Finalmente, Michelle encuentra un vestido perfecto para asistir a la boda de su amiga. Tras probarse otros cinco, regresa al segundo que le ofreció Rebeca, en color champán y ajustado hasta la altura de las caderas y caída recta, que se adapta perfectamente a sus curvas. Incluso admite que se alegra de que le hayan perdido la maleta. Asegura que le gusta aún más que el que traía. El elegido para el coctel de la noche anterior es uno negro por encima de la rodilla, totalmente ajustado, que consigue encandilar a Roberto. Vamos, que por poco no se le han salido los ojos de las órbitas cuando la ha visto aparecer con él.

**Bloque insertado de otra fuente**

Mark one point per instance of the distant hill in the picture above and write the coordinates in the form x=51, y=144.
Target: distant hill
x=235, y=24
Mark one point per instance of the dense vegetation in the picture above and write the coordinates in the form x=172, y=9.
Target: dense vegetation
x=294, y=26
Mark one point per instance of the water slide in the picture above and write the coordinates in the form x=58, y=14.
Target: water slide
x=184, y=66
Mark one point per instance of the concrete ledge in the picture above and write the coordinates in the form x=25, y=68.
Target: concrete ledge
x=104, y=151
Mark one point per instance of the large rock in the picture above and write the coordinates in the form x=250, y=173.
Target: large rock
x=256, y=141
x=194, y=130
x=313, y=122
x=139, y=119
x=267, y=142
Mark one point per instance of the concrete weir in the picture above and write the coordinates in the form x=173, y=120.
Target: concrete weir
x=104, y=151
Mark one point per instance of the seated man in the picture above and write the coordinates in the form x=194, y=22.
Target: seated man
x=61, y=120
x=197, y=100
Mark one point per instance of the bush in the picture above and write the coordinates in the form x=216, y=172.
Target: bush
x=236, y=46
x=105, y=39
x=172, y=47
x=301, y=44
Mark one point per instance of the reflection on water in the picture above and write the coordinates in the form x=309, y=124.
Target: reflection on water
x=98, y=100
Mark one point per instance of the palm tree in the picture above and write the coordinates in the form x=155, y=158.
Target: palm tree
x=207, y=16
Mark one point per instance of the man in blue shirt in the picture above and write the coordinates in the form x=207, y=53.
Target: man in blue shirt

Su amiga tiene completamente entregada a Rebeca, que además se ha ofrecido a peinarla y maquillarla para el evento. No es parte de nuestro cometido, pero se le da bien y disfruta haciéndolo. Así que mientras ultiman los detalles de cómo y cuándo quedar, nosotros aprovechamos para charlar y ponernos al día.

—¿Se puede fumar en algún sitio?

—En la cocina. Pero abre la ventana.

—¿Me acompañas?

Le sigo a regañadientes. No soporto el olor que deja el tabaco en la sala donde desayunamos y, en ocasiones, comemos. Rebeca suele echarse alguno que otro cuando está estresada, y después lo niega siempre.

Abro la ventana que da al patio interior y me abofetea un tufo a hervido de repollo. Le paso un cenicero indicándole el taburete en el que debe sentarse de cara al exterior. Aunque no me hace caso y lo gira hacia donde estoy yo, justo en el otro extremo de la encimera para mantenerme alejada del humo. He sido fumadora y no es que me moleste el olor, pero odio que se me pegue al pelo y a la ropa.

Le observo detenidamente mientras se lo enciende, aprovechando que no me ve. Los años le han tratado bastante bien. Es más atractivo, incluso, que cuando nos conocimos; y eso que entonces eran los típicos chicos de anuncio, con la melenita que se llevaba, cortita por abajo y algo más larga en las capas superiores, y que les favorecía más que al resto de los chavales, como si aquel peinado estuviera especialmente diseñado para su tipo de cara y de pelo. Ahora lo lleva corto, con la raya a un lado y al estilo clásico que ha vuelto a estar de moda.

—¿Por qué sigues haciéndolo? ¿Te divierte?

—No, es un vicio. ¿Qué quieres que le haga? He intentado dejarlo mil veces, pero con el estrés del trabajo… ¿Tú cómo lo has conseguido?

—Me refería a lo de hacerte pasar por Darío.